The more diverse your staff, the greater the accumulated knowledge. That's not just people working directly with artists but booking agents and managerial roles

My sister Emma Garnett – stage name Fehdah – is also a singer (as well as a music producer and composer, and experimental physics demonstrator at Maynooth University). She notes that in the arts, Irish audiences are already consuming the work of minorities, but without the appropriate context or the necessary inclusiveness of multiculturalism.

“There needs to be wider acknowledgment of how much we’re influenced by America here in so many of the arts – and that means black America. When you make American music, it’s very easy to forget where American music really comes from, because it’s not represented properly in visual forms of their media. Recognise black America’s influence in all the music we make,” she says.

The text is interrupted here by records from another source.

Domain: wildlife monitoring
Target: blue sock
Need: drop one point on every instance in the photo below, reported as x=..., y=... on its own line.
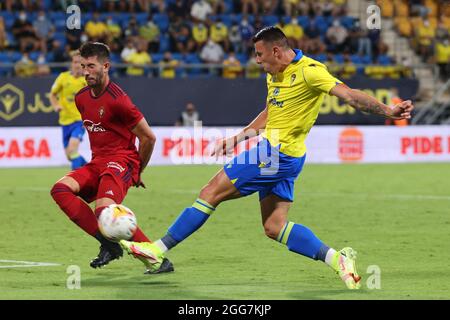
x=302, y=240
x=77, y=161
x=188, y=222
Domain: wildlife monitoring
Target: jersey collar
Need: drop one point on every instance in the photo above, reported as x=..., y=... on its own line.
x=298, y=55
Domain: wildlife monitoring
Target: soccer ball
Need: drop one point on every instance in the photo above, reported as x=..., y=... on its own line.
x=117, y=222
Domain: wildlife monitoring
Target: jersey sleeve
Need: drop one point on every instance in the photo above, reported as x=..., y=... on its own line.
x=318, y=78
x=129, y=114
x=57, y=85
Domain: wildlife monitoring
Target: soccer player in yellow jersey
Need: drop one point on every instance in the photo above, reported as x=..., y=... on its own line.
x=62, y=94
x=296, y=88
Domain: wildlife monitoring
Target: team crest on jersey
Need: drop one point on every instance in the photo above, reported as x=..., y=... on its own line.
x=93, y=127
x=293, y=77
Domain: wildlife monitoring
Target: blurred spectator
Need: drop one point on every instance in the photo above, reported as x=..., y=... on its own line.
x=95, y=29
x=153, y=6
x=113, y=34
x=269, y=7
x=425, y=34
x=253, y=69
x=218, y=32
x=42, y=68
x=200, y=10
x=150, y=32
x=336, y=37
x=73, y=38
x=247, y=32
x=231, y=67
x=418, y=8
x=138, y=60
x=200, y=35
x=442, y=57
x=25, y=67
x=128, y=50
x=25, y=34
x=294, y=33
x=212, y=53
x=180, y=36
x=188, y=116
x=44, y=30
x=177, y=9
x=253, y=4
x=218, y=6
x=3, y=39
x=132, y=29
x=347, y=69
x=167, y=66
x=234, y=36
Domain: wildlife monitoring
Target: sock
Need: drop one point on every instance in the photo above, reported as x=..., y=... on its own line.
x=302, y=240
x=77, y=161
x=331, y=257
x=187, y=222
x=138, y=236
x=76, y=209
x=162, y=246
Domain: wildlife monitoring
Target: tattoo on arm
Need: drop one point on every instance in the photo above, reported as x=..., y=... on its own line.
x=366, y=103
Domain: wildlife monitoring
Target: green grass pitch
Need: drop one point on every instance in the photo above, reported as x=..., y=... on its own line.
x=396, y=216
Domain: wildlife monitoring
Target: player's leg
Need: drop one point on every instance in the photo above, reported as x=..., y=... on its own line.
x=75, y=137
x=300, y=239
x=110, y=191
x=65, y=193
x=217, y=190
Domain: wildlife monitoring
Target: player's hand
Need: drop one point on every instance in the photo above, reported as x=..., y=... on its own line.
x=223, y=147
x=402, y=110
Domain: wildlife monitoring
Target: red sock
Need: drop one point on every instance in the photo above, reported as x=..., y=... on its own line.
x=76, y=209
x=139, y=236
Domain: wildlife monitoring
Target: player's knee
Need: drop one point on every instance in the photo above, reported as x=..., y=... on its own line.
x=209, y=195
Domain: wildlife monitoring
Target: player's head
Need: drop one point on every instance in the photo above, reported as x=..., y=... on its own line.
x=95, y=63
x=75, y=65
x=270, y=47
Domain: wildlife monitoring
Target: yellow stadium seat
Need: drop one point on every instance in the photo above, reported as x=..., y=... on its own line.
x=387, y=8
x=432, y=7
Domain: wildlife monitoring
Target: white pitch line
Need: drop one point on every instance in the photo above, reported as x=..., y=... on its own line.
x=26, y=264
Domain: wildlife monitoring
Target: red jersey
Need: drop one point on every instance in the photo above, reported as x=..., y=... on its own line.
x=109, y=119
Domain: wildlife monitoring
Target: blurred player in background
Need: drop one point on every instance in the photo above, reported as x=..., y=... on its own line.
x=62, y=98
x=113, y=122
x=296, y=87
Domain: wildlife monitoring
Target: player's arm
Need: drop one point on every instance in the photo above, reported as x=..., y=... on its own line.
x=363, y=102
x=252, y=130
x=147, y=140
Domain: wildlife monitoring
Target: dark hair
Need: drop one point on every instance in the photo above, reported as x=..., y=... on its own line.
x=91, y=49
x=271, y=35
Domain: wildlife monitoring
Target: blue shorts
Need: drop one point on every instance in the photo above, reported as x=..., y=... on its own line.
x=265, y=169
x=74, y=130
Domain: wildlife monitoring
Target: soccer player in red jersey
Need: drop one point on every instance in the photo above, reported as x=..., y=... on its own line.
x=113, y=122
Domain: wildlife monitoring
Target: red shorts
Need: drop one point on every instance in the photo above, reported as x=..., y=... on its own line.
x=106, y=178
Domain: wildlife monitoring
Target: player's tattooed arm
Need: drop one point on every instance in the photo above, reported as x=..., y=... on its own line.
x=363, y=102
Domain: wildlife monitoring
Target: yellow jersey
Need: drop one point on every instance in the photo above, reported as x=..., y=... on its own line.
x=294, y=97
x=65, y=87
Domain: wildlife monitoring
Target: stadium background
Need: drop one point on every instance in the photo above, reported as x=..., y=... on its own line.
x=408, y=58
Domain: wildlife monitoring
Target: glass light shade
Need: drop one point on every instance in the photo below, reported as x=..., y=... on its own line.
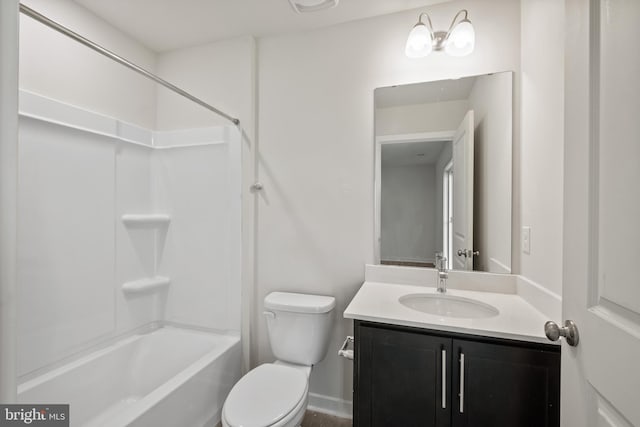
x=462, y=39
x=419, y=42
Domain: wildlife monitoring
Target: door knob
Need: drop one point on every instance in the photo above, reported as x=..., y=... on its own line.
x=569, y=331
x=468, y=252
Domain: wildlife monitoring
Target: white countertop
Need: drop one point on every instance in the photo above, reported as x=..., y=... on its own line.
x=517, y=320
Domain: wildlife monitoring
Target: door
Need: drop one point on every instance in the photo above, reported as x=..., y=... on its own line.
x=463, y=194
x=601, y=280
x=399, y=379
x=505, y=385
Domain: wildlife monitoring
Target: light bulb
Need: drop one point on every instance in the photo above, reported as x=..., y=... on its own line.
x=419, y=42
x=462, y=39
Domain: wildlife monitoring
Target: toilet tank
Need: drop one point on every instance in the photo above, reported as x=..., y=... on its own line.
x=299, y=326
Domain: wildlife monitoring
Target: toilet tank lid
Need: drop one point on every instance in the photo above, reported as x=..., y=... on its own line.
x=299, y=303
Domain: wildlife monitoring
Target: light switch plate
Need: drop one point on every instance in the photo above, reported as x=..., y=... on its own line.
x=526, y=240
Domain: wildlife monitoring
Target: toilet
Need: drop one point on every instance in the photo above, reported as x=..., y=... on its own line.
x=276, y=394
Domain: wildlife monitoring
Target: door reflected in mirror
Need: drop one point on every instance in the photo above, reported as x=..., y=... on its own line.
x=443, y=173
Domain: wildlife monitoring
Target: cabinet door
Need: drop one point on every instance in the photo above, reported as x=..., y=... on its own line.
x=399, y=379
x=505, y=386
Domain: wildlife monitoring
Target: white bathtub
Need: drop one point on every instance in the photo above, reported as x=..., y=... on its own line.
x=166, y=378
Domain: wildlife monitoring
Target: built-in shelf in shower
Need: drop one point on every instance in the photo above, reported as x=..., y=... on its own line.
x=146, y=220
x=148, y=284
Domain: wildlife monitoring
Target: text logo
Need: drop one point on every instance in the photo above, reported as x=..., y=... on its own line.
x=34, y=415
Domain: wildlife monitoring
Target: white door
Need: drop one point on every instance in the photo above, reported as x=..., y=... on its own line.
x=601, y=253
x=463, y=194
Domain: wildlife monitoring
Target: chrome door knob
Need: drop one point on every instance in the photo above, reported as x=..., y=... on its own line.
x=569, y=331
x=468, y=253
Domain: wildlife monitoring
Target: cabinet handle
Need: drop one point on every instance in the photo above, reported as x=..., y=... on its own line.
x=461, y=383
x=444, y=379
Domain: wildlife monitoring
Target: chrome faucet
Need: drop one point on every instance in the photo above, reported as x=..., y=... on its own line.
x=443, y=274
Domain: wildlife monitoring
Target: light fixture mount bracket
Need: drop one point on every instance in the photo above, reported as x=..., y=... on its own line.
x=439, y=40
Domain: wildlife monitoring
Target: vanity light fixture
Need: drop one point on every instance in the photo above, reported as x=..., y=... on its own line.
x=458, y=40
x=305, y=6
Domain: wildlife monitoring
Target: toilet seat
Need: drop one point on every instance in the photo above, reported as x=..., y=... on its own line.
x=268, y=395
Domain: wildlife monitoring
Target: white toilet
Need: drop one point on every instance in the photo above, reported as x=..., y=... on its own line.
x=276, y=394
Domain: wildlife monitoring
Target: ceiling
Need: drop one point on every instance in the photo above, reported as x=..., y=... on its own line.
x=163, y=25
x=424, y=93
x=411, y=153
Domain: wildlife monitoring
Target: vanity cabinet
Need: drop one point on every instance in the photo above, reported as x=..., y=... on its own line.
x=417, y=377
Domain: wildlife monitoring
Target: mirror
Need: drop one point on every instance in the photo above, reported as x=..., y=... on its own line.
x=443, y=173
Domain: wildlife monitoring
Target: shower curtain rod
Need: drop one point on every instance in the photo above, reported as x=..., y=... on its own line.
x=77, y=37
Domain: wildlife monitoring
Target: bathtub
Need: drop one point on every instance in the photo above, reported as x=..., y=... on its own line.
x=165, y=378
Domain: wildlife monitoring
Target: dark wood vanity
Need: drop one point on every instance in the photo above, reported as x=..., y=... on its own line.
x=407, y=377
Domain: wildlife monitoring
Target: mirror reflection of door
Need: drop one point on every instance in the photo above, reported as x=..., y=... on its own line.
x=475, y=219
x=462, y=214
x=412, y=175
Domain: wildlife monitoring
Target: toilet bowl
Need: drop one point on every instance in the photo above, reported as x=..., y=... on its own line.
x=271, y=395
x=276, y=394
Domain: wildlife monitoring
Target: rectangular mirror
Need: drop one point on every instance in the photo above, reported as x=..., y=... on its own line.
x=443, y=173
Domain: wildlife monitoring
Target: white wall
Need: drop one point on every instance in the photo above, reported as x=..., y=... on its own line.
x=433, y=117
x=8, y=195
x=315, y=217
x=539, y=157
x=55, y=66
x=408, y=215
x=218, y=73
x=491, y=99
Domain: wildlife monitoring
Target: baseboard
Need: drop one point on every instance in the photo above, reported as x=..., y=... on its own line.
x=330, y=405
x=545, y=301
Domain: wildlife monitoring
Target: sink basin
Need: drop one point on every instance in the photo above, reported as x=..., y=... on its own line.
x=448, y=306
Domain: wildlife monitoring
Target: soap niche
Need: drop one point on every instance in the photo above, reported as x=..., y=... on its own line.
x=148, y=234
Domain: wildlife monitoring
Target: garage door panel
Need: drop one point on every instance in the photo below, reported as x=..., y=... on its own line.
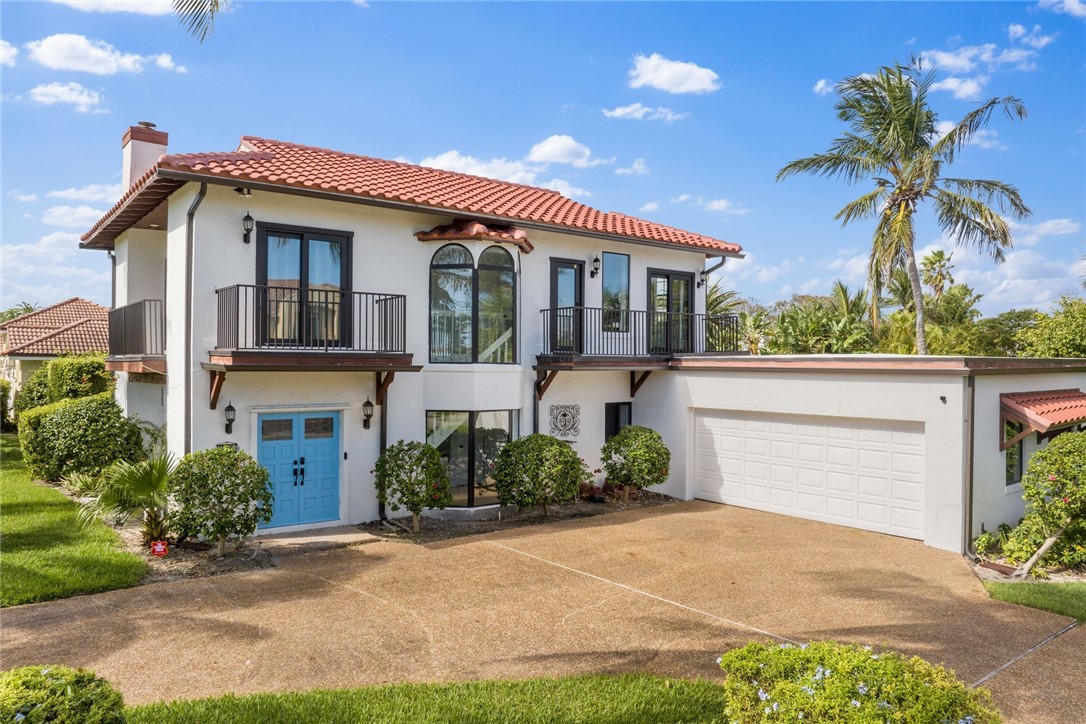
x=863, y=473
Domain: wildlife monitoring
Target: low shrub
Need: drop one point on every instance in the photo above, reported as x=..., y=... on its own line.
x=59, y=695
x=77, y=435
x=830, y=682
x=635, y=457
x=221, y=493
x=538, y=470
x=411, y=475
x=71, y=378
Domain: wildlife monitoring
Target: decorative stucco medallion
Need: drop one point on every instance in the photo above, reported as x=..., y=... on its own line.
x=565, y=420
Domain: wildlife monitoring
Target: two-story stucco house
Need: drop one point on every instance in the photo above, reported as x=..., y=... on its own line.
x=312, y=306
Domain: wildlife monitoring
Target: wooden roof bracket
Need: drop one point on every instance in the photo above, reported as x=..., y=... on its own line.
x=217, y=378
x=543, y=380
x=636, y=381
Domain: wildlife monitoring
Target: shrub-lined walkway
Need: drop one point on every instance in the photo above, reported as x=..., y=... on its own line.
x=43, y=551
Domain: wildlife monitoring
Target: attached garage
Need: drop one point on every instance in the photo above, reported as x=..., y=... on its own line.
x=855, y=472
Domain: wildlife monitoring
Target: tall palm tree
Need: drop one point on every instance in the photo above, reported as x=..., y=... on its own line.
x=199, y=15
x=892, y=141
x=936, y=267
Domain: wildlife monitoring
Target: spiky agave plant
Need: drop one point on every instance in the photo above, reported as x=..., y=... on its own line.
x=131, y=488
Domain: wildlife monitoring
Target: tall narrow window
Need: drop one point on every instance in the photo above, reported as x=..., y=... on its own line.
x=616, y=269
x=451, y=294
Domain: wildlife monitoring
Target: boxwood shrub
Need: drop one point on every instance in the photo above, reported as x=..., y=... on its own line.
x=77, y=435
x=830, y=682
x=59, y=695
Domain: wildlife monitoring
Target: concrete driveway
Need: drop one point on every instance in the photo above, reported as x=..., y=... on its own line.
x=663, y=591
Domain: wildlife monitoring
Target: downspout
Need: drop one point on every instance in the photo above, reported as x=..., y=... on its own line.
x=189, y=236
x=968, y=503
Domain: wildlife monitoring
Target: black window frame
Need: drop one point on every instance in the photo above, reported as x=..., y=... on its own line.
x=476, y=266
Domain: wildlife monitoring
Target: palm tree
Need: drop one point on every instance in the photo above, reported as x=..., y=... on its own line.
x=199, y=15
x=936, y=267
x=893, y=141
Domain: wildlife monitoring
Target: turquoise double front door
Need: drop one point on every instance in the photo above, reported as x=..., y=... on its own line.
x=301, y=452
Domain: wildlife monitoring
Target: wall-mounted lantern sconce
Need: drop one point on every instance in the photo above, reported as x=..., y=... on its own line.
x=367, y=414
x=231, y=415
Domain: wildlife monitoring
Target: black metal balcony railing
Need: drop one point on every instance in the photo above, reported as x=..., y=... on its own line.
x=138, y=329
x=263, y=317
x=596, y=332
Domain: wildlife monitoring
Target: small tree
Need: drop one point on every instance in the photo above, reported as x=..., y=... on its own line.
x=538, y=470
x=221, y=493
x=1055, y=491
x=411, y=475
x=635, y=457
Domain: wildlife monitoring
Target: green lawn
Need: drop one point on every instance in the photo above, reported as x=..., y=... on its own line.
x=600, y=699
x=1065, y=598
x=43, y=553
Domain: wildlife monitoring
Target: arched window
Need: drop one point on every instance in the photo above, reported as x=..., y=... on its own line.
x=472, y=312
x=496, y=293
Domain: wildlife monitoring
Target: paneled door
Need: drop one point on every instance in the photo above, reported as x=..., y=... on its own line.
x=301, y=452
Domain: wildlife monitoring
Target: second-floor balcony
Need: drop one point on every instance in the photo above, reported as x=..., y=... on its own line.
x=633, y=338
x=138, y=338
x=275, y=326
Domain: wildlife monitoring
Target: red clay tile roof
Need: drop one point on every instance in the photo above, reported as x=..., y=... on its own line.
x=303, y=167
x=71, y=327
x=466, y=229
x=1046, y=408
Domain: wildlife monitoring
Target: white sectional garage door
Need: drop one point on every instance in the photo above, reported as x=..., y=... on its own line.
x=861, y=473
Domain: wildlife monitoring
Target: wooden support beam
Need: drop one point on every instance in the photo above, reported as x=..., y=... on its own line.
x=217, y=378
x=383, y=380
x=543, y=380
x=636, y=381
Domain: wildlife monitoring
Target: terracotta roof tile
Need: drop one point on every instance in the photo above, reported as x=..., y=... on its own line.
x=307, y=167
x=1046, y=408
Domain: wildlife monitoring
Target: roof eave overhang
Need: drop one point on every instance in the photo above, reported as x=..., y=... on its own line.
x=168, y=174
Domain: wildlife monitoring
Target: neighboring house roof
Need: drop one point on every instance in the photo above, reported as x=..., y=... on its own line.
x=71, y=327
x=264, y=162
x=1046, y=408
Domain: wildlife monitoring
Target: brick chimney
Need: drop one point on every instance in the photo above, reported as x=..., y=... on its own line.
x=141, y=147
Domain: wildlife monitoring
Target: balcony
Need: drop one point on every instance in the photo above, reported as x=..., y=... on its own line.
x=266, y=327
x=592, y=337
x=137, y=338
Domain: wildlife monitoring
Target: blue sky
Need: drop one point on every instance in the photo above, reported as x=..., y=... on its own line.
x=678, y=113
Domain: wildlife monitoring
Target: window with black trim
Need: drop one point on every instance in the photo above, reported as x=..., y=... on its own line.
x=1012, y=454
x=616, y=292
x=472, y=310
x=616, y=417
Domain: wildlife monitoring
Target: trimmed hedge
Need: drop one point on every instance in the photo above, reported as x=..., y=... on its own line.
x=59, y=695
x=77, y=435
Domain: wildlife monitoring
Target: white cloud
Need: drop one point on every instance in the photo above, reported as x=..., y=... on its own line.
x=90, y=192
x=66, y=51
x=564, y=150
x=565, y=188
x=671, y=76
x=641, y=112
x=636, y=168
x=8, y=53
x=136, y=7
x=71, y=216
x=1032, y=38
x=517, y=172
x=967, y=89
x=83, y=99
x=722, y=205
x=1075, y=8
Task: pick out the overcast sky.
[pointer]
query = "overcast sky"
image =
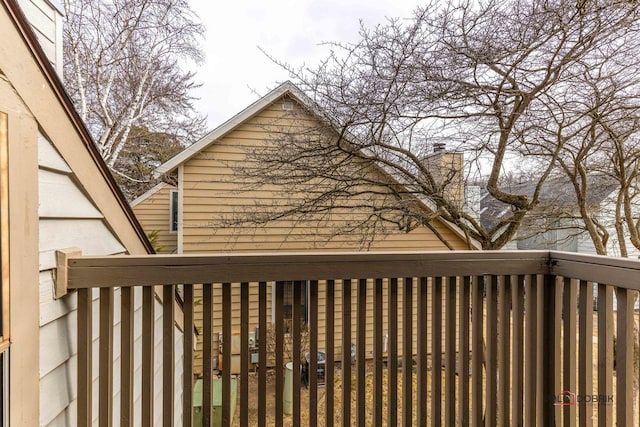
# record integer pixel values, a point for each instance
(289, 30)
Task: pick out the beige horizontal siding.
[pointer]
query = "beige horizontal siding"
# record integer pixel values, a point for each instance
(215, 195)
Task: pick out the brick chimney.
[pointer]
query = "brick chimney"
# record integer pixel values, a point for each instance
(447, 167)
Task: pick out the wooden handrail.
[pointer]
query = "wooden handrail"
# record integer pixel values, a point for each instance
(488, 337)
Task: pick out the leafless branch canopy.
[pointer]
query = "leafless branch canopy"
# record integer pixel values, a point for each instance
(501, 81)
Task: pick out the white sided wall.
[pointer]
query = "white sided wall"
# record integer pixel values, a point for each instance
(68, 218)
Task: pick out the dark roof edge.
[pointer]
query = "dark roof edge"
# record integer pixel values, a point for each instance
(24, 28)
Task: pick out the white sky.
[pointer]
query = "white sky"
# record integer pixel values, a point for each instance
(236, 71)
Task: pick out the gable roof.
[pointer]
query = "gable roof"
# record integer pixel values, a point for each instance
(27, 34)
(286, 88)
(289, 89)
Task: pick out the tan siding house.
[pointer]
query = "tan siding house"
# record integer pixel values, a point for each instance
(212, 192)
(55, 193)
(157, 216)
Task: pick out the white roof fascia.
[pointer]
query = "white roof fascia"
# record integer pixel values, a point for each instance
(229, 125)
(148, 194)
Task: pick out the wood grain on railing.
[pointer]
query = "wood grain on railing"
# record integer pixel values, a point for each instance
(377, 351)
(477, 343)
(504, 350)
(330, 352)
(605, 353)
(244, 350)
(436, 349)
(570, 302)
(148, 318)
(624, 356)
(531, 350)
(207, 353)
(85, 357)
(226, 355)
(346, 352)
(127, 308)
(262, 354)
(168, 353)
(450, 352)
(491, 366)
(407, 352)
(105, 384)
(313, 326)
(585, 351)
(187, 365)
(392, 353)
(517, 354)
(513, 332)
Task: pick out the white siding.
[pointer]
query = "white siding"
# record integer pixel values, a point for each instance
(68, 218)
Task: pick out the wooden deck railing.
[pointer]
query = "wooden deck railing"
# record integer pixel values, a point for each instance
(481, 338)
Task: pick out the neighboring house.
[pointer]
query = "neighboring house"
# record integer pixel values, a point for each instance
(555, 224)
(55, 193)
(190, 218)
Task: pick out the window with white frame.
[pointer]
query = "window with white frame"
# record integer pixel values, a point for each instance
(173, 211)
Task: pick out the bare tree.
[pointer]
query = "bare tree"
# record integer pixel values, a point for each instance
(140, 156)
(600, 153)
(124, 67)
(485, 78)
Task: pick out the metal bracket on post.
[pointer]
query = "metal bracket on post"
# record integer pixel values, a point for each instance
(61, 276)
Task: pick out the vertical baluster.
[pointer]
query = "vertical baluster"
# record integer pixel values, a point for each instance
(530, 357)
(312, 328)
(558, 349)
(450, 352)
(168, 354)
(463, 348)
(504, 349)
(540, 356)
(392, 354)
(279, 314)
(361, 342)
(407, 351)
(330, 356)
(492, 353)
(477, 355)
(517, 357)
(296, 348)
(126, 356)
(244, 354)
(105, 394)
(570, 297)
(346, 352)
(226, 355)
(605, 353)
(377, 351)
(436, 353)
(148, 319)
(85, 357)
(624, 358)
(550, 348)
(187, 366)
(421, 397)
(207, 353)
(585, 351)
(262, 354)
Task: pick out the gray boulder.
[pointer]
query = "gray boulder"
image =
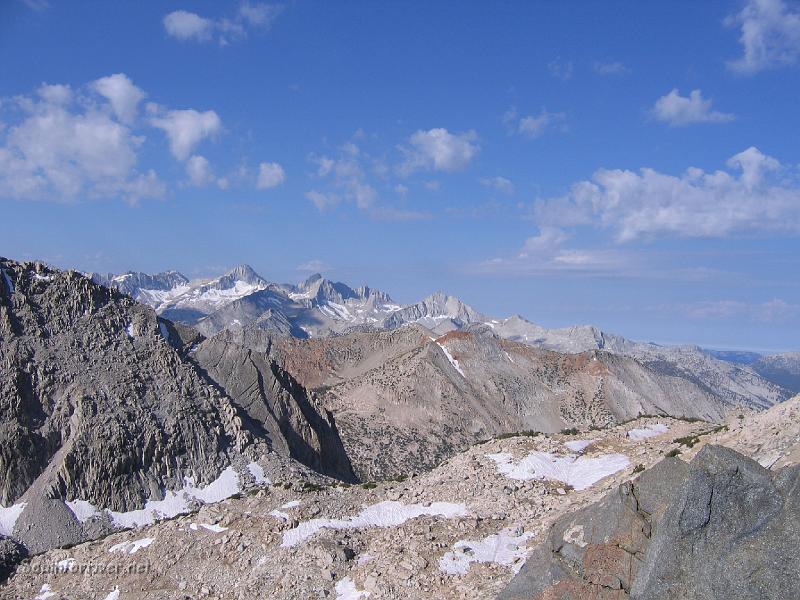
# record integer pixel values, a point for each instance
(720, 527)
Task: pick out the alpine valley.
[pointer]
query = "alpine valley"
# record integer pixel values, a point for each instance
(243, 438)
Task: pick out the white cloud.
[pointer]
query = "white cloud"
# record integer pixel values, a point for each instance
(439, 150)
(770, 36)
(681, 110)
(322, 201)
(184, 25)
(186, 128)
(348, 178)
(62, 149)
(270, 175)
(120, 92)
(501, 184)
(313, 266)
(260, 14)
(611, 68)
(696, 204)
(771, 311)
(533, 126)
(198, 169)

With that understanding, “you then diversify your staff. The more diverse, the greater the accumulated knowledge. That’s not just people working directly with artists but booking agents and managerial roles.”

Farhat agrees, adding that “hiring and engagement can take time, but the part that is the quickest step is to just give the platforms to black and brown artists and the people supporting them. It’s all so new [in Ireland], that gatekeepers don’t have the knowledge. That’s fine – just admit that, give the spaces, and then step away. It’s pretty simple.”

The Arts Council’s equality, human rights and diversity policy and strategy aims to do just this within the context of its own body: how it hires and how it grants awards. The three-year action plan – currently in progress – aims to put into action the “belief that a diverse organisation is a more dynamic and effective organisation” and, in doing so, “undertakes as a State agency to become more representative of the population in Ireland today”. Initiatives like these are excellent places to start for every organisation or company working in the arts.

If we're trying to undo a system built with very crass decision-making, then we're going to have to make big decisions and accept that's how you topple a broken empire

But to maintain the momentum of the recent anti-racist movement in Ireland, there needs to be diversity in all areas of society. Garnett says it will take the predominantly white establishment too long “to learn what needs to be learned to actually make the changes effectively... They need to be able to make these decisions with black people and people of colour. Implement diversity with the same fervour and the same organisation as racism was institutionalised.”

Perhaps this is the salient point – that in so many places, racism has been a long-standing “concerted effort from western imperial governments”, she says. “They had to organise to make it happen, write it into laws, exclude people specifically.”

We are no strangers to this kind of structural targeting in Ireland. “We now need to specifically include people just the way we have specifically, if unconsciously, excluded them. It might seem crass, but if we’re trying to undo a system that was built with very crass decision-making, then we’re going to have to make big decisions and accept that that’s how you topple down a broken empire.”

The toppling of the statues is just the beginning.